Смятение не может быть вечным; полное сарказма восклицание молодого князя о чиновничьей зависимости задело Тан-Уйгу, проникло в его холодный расчетливый разум. Всегда считая себя воспитанным для служения Табгачскому государству, как называли северный кочевой Китай и Застенную равнину его соплеменники, он с честью исполнял предназначенное и покорялся всему, что выпало на его долю тюрка-инородца, безропотно приняв, что судьба – благосклонность Неба. Но усвоил он твердо и то, что неизменного в мире нет. И если во времена великого собирателя земель императора и мыслителя Тайцзуна существовали одни порядки, при его сыне Гаоцзуне и У-хоу другие, то с восшествием на трон следующего, пока еще несовершеннолетнего, которому он сейчас непосредственно служит, обучая военным наукам, неизбежны и третьи. Это был стержень всей его рассудочности, для инородца спасительной и обнадеживающей, как легкий приятный туман. Не подвергая сомнениям свои устоявшиеся убеждения, подталкиваемый к надеждам на перемены хитроумным монахом, он давно и несколько иначе, нежели Сянь Мынь, сделал ставку на юного принца. Это была его великая тайна. Себялюбивая, эгоистичная, но устремленная к цели, обозначенной самим Сянь Мынем как эпоха неизбежных и благодатных будущих перемен, которые непременно должны наступить не без его участия. Он многому научился именно у Сянь Мыня, который, владея всем, готовился и дальше властвовать во Дворце, чтобы не происходило на троне, и немало достиг, избрав этот путь. Осторожные беседы Тан-Уйгу с наследником становились все продолжительнее. У него доставало предусмотрительности, сохраняя необходимую отстраненность от принца, глубже и ненавязчиво проникать в его сердце, готовя доступными себе делами свое потрясение истории – всей истории, подвластной императорам, а не отдельной личной судьбы, чем занят был больше всего хитрый монах.
Не очень доверяя стихии так называемых народных возмущений, которые на самом деле к народу имеют отношение весьма отдаленное, он был уверен, что мыслит утонченнее, а действует созидательней.

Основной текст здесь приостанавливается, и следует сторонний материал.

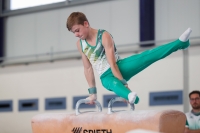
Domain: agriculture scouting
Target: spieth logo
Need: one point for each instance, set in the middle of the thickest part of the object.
(79, 129)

Волею провидения, оказавшись рядом с наследником, он, терпеливый, настойчивый тюрк, используя полезные уроки монаха, содействует принцу по мере своих возможностей лучше понять недалекое прошлое, стать достойным славы его императора-деда, способствуя этим надеждам на перемены и вдохновению уцелевших приверженцев прежних досточтимых времен, способствуя многим из них возвращению на службу. Обстоятельства ему благоприятствовали, сама мать-императрица, ее тупые фавориты вносили немалую смуту в душу наследника. В живых оставались некоторые старые вольнодумствующие вельможи, князья, бывшие высокопоставленные чиновники, хронисты-историографы и летописцы прежних времен. Их было немного и почти не осталось в Чаньани, уцелев именно потому, что жили в глухих провинциях, заинтересовать юного наследника умом, знаниями, пониманием устройства миров вершителями прошлого, большого труда, заметно не выпячиваясь и не привлекая внимание, для Тан-Уйгу не составляло. Один за другим они как бы случайно появлялись рядом с принцем и попадали под его высокородную защиту.